One wonders whether it still does.
Prisons in 1968 were radically different from today's models, or at least the
public had a somewhat different relationship to the prison population then. The
late '60s were, after all, a time of (what was perceived to be) radical foment.
The notion that prisoners might be rehabilitated was still in vogue, as was the
sense that many good men were unfairly sequestered within those hard walls.
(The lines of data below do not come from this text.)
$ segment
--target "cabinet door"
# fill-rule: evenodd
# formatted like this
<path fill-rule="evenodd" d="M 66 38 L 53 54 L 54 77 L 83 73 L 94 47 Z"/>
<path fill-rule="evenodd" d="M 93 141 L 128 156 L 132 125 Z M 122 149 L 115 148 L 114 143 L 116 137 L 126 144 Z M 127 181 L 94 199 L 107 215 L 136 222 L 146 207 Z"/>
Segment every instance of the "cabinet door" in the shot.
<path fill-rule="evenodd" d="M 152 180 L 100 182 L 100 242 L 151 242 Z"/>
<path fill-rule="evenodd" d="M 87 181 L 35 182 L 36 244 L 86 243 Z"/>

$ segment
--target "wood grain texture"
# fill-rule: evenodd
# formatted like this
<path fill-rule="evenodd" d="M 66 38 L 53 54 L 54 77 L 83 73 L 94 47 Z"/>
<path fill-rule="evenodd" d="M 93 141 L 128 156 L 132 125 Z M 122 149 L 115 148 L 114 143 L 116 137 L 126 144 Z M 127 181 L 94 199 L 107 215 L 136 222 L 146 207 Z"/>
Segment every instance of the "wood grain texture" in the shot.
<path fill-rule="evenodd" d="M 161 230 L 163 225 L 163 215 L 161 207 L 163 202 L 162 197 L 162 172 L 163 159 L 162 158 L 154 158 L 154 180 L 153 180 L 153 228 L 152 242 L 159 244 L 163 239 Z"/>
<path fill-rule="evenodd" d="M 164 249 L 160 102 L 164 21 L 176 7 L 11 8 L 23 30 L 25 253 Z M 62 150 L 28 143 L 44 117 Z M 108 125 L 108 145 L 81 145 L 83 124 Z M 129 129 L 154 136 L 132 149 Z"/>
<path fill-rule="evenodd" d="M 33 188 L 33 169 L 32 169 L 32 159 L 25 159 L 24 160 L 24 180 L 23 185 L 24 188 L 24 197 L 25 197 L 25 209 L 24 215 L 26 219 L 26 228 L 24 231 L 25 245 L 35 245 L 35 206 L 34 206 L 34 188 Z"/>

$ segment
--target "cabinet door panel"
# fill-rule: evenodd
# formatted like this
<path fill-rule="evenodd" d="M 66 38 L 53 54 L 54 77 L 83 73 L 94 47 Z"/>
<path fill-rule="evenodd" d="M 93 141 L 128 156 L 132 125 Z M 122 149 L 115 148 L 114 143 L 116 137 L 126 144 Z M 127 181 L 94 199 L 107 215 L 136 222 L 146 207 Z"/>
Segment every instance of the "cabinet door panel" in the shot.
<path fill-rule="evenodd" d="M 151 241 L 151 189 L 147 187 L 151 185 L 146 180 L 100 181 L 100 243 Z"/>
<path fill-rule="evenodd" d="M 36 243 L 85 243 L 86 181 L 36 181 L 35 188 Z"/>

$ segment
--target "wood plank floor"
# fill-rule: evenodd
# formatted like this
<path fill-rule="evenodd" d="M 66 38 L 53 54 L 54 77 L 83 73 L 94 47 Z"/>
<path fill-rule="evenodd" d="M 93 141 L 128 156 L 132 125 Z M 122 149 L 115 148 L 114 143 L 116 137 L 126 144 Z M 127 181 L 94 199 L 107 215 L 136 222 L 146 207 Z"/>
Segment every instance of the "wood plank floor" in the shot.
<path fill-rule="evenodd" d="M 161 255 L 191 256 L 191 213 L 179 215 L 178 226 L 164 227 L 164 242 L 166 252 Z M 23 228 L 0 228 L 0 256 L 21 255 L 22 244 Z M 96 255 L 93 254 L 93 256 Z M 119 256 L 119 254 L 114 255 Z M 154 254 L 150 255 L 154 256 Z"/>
Muhammad Ali, remember, was among the most famous men imprisoned for declining
to fight the Vietnam War. Ali served his time among political radicals (revisit
Eldridge Cleaver's Soul on Ice) and unfortunates locked up for selling
$10 bags of pot to their friendly neighborhood narco agent. Future country star
Merle Haggard was inspired inside San Quentin both by prison writer Caryl
Chessman (a/k/a the Red Light Bandit, and author of three books from behind
bars before his execution) and by a Johnny Cash performance there in the late
1950s.
The times, they have changed. The American body politic is no longer so
confident of the possibility of redemption behind bars. As Steve Earle, who
was by God redeemed behind bars, noted at his own comeback concert
(filmed for MTV at the Davidson County Criminal Justice Center), country music
is no longer a common language within the walls, even in deepest Tennessee.
And so At Folsom Prison, a surviving portrait of that barely remembered
near-past, resonates with an almost 19th-century tone of honor, duty, and
rectitude. Cash's deep voice has always been good at that, but this performance
was and is special, both to the singer and to his audience. That was why Cash
had lobbied Columbia for some years to allow him to record this album; he knew
it would be magical. Both Cash's Christian impulse to witness and his rebel's
compulsion to signify solidarity with the downtrodden come though the
microphone clearly, even 31 years later.
Cash wrote the title song while serving with the Air Force in Germany in the
early 1950s. And, no, he never shot a man in Reno just to see him die; the
song, much like Bruce Springsteen's Nebraska paean to Charles
Starkweather, came from a movie. But Cash had made the acquaintance of a few
jail cells -- and more than a few pills -- by 1968, and his sympathies on At
Folsom Prison are clearly, and profanely, with his audience, not with the
guards. (This, incidentally, is where Cash famously flipped the bird to Jim
Marshall's camera.) His traditional introduction, "Hi, I'm Johnny Cash," sets
an oddly tender tone, and his songs reveal a sympathy and presumed intimacy
with the inmates that probably would not be tolerated from a performer today.
And it is a dark concert, a singular set of deep, country blues songs. Count,
for example, no fewer than six songs about men condemned to life, or execution:
"Folsom Prison Blues," "Cocaine Blues," "25 Minutes To Go," "Long Black Veil,"
"Send a Picture of Mother," and "Joe Bean," not to mention the prisoner's
suicide of "The Wall." This is not your brother's positive country music, and
it is hard to imagine any of those tracks' making it onto today's country
radio, even under cover of Chris Gaines.
There are moments of levity, of course; Cash asks for a glass of water, and
one suspects the tin cup held stronger stuff, or perhaps that was pantomime.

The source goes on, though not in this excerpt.